Saturday 13 September 2008

Monkey - Journey to the West

album review for the skinny


Monkey - Journey to the West (****)

You’d be forgiven for expecting a new primate-themed record by Damon Albarn and Jamie Hewlett to be a third Gorillaz album, with Del Tha Funky Homosapien in a cartoon guise rapping over hooky-as-hell beats. Let’s get one thing straight – that’s not what Monkey is, at all. Journey To The West is an Eastern-themed opera score, more Philip Glass than Feel Good Inc. It’s an entirely artistic project from a pop star who, lest we forget, released an album of African music a few years ago, clearly unconcerned about whether he ever fronts a chart battle again. It’s also not intended as a stand-alone piece of music: it’s merely a version of the soundtrack to a piece of musical theatre that has already shown in Manchester, Paris and London. In that respect, it’s pretty much impossible to understand what any of it means without the visual accompaniment – not to mention that all the singing is in Mandarin, and occasionally in the style of a monkey – other than the fact that it’s a suite about a journey.

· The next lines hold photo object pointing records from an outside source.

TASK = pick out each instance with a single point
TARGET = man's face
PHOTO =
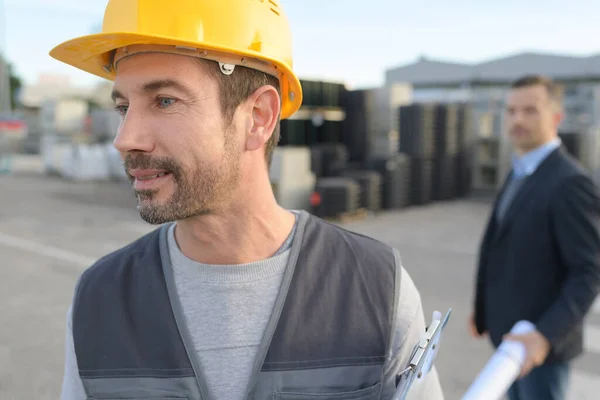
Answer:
(182, 159)
(532, 117)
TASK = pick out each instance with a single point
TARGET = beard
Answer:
(197, 191)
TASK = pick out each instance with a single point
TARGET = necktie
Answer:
(509, 193)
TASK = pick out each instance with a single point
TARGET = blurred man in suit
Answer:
(540, 256)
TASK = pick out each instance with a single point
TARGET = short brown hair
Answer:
(555, 91)
(234, 89)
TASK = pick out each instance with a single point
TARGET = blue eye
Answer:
(165, 102)
(121, 109)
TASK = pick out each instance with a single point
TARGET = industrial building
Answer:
(483, 85)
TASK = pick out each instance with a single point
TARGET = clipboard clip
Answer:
(423, 356)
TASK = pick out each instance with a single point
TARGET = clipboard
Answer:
(423, 356)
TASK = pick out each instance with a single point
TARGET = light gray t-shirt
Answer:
(227, 308)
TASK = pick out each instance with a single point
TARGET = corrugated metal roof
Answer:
(501, 69)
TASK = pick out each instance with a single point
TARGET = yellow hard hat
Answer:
(252, 33)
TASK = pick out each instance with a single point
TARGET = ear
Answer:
(265, 107)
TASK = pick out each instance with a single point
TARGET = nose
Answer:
(134, 134)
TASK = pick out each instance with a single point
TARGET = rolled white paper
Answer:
(502, 369)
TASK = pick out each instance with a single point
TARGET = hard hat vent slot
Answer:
(274, 7)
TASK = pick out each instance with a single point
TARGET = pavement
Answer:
(52, 229)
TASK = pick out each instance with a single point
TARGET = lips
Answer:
(147, 174)
(148, 177)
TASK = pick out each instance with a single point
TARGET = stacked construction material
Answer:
(464, 156)
(355, 131)
(395, 172)
(417, 140)
(367, 130)
(328, 159)
(291, 178)
(446, 149)
(370, 187)
(319, 120)
(334, 196)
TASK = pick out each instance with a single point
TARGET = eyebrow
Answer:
(154, 86)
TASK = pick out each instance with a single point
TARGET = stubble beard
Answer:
(197, 192)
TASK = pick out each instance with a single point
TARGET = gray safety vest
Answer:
(327, 338)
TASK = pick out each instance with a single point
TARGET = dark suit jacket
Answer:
(541, 263)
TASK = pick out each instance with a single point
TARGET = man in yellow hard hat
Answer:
(232, 297)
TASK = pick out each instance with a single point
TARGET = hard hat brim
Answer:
(92, 52)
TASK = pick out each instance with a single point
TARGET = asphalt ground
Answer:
(52, 229)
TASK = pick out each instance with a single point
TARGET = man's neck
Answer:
(248, 231)
(520, 152)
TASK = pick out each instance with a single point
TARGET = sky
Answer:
(348, 41)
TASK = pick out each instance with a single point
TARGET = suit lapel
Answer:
(532, 182)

This isn’t a record to be downloaded in bits, or played through an iPod Shuffle – it’s an album in the old-fashioned sense, with a beginning, middle and end that are all essential to a musical understanding, if not a literal understanding, of each other section. The creative scope and ambition shown by Albarn is astonishing: he not only resists the temptation to throw any Blur or Gorillaz references in as comfort blankets, and never accidentally does so out of habit, but in fact takes risks with difficult monotony in the hope that they pay off later. Sometimes they do, and it’s astounding. Take ninth track Battle In Heaven as an example. The first two minutes are almost painful, with tuneless alarms and violins that scour harshly, but respite is given when dramatic booming horns come in to announce someone’s arrival. Then Albarn makes it tough again: like a Lynchian nightmare, something or someone is painfully wailing, in reverse, in real misery; to ease the pain, Albarn lays a sumptuous string arrangement over the cries and brings the horns back, but she only seems to get worse.

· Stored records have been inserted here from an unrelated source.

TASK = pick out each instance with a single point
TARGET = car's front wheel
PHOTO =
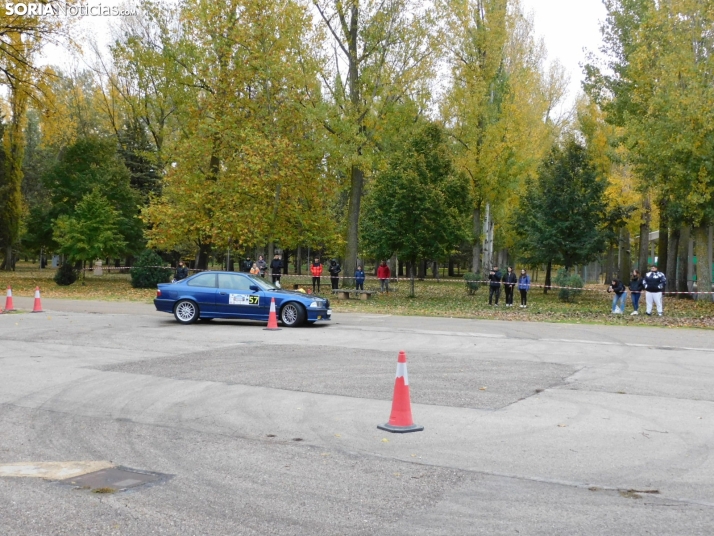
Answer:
(292, 315)
(186, 312)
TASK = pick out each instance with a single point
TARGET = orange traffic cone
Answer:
(273, 317)
(38, 304)
(400, 421)
(8, 301)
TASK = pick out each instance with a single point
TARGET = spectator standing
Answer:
(494, 276)
(262, 266)
(316, 271)
(276, 269)
(181, 272)
(334, 270)
(637, 287)
(383, 274)
(359, 278)
(509, 283)
(655, 283)
(618, 300)
(524, 285)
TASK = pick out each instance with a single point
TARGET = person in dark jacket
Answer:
(359, 278)
(618, 300)
(334, 270)
(262, 265)
(276, 269)
(383, 274)
(181, 272)
(524, 285)
(637, 287)
(316, 271)
(494, 276)
(655, 283)
(509, 283)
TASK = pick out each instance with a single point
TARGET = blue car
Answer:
(210, 295)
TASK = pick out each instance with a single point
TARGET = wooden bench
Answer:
(344, 293)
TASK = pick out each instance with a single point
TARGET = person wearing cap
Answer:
(655, 283)
(316, 271)
(181, 272)
(276, 269)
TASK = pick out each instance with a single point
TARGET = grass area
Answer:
(447, 298)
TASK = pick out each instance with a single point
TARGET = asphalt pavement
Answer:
(529, 428)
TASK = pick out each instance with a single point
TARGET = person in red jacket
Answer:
(316, 271)
(383, 274)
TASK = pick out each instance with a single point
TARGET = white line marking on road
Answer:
(52, 470)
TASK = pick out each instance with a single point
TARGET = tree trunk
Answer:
(644, 234)
(682, 272)
(670, 271)
(704, 267)
(663, 248)
(476, 254)
(625, 255)
(609, 264)
(411, 274)
(204, 251)
(353, 218)
(548, 270)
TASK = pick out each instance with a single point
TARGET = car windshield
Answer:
(262, 283)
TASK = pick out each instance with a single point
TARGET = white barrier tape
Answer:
(406, 279)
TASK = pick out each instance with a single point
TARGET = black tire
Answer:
(186, 312)
(292, 315)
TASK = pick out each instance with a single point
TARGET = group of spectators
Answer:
(509, 280)
(653, 283)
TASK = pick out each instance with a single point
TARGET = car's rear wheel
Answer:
(186, 312)
(292, 315)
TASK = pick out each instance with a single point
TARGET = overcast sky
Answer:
(568, 27)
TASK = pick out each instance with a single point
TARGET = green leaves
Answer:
(418, 207)
(92, 232)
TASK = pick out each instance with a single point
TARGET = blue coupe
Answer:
(210, 295)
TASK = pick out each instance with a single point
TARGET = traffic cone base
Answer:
(400, 429)
(38, 303)
(272, 318)
(400, 420)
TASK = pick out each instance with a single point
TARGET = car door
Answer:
(236, 299)
(202, 288)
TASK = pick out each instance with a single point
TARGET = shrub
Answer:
(65, 274)
(149, 271)
(574, 283)
(471, 282)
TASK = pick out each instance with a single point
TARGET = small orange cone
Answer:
(273, 317)
(8, 301)
(400, 421)
(38, 304)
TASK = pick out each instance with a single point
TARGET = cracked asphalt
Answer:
(529, 428)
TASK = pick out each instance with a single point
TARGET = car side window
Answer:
(234, 282)
(203, 280)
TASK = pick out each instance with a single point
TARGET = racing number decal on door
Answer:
(242, 299)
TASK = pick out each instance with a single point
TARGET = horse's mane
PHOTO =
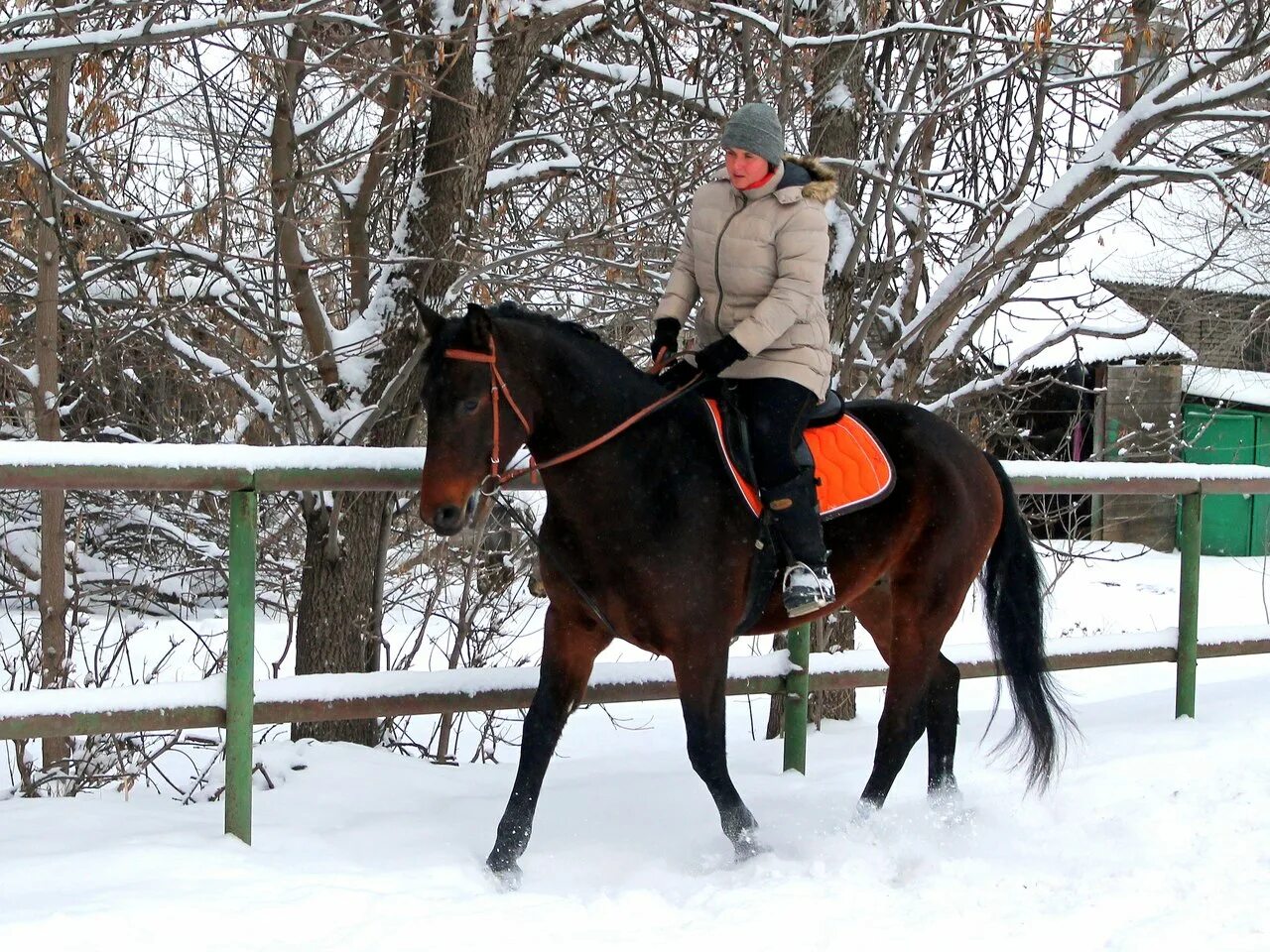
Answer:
(511, 309)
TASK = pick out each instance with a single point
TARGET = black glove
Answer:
(719, 356)
(666, 336)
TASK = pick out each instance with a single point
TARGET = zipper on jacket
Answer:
(744, 204)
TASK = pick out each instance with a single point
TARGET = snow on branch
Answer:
(150, 33)
(218, 368)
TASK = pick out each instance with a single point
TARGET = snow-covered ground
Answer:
(1155, 837)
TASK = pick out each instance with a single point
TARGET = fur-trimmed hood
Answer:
(756, 259)
(812, 179)
(822, 181)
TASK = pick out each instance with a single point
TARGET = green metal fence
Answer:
(246, 471)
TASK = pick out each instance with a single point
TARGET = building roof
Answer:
(1224, 384)
(1089, 326)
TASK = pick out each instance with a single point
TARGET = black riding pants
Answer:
(778, 412)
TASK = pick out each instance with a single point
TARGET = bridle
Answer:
(499, 391)
(494, 480)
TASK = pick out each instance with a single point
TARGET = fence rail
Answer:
(248, 471)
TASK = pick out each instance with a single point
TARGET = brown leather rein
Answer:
(499, 391)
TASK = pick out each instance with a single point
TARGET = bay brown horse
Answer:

As a final pleading cry rings out, tenth track O Mi To Fu’s electro beats stumble in and wipe the slate clean, before taking us somewhere else entirely. It’s an entirely indecipherable but breathtaking sequence of moves. Monkey doesn’t always get as good as that, but the vision has to be applauded. Can you believe that the lad who once wrote Country House is now adapting 500 year old Chinese folk tales about travelling monkey kings into fully fledged operas? I wonder what Mogwai make of that.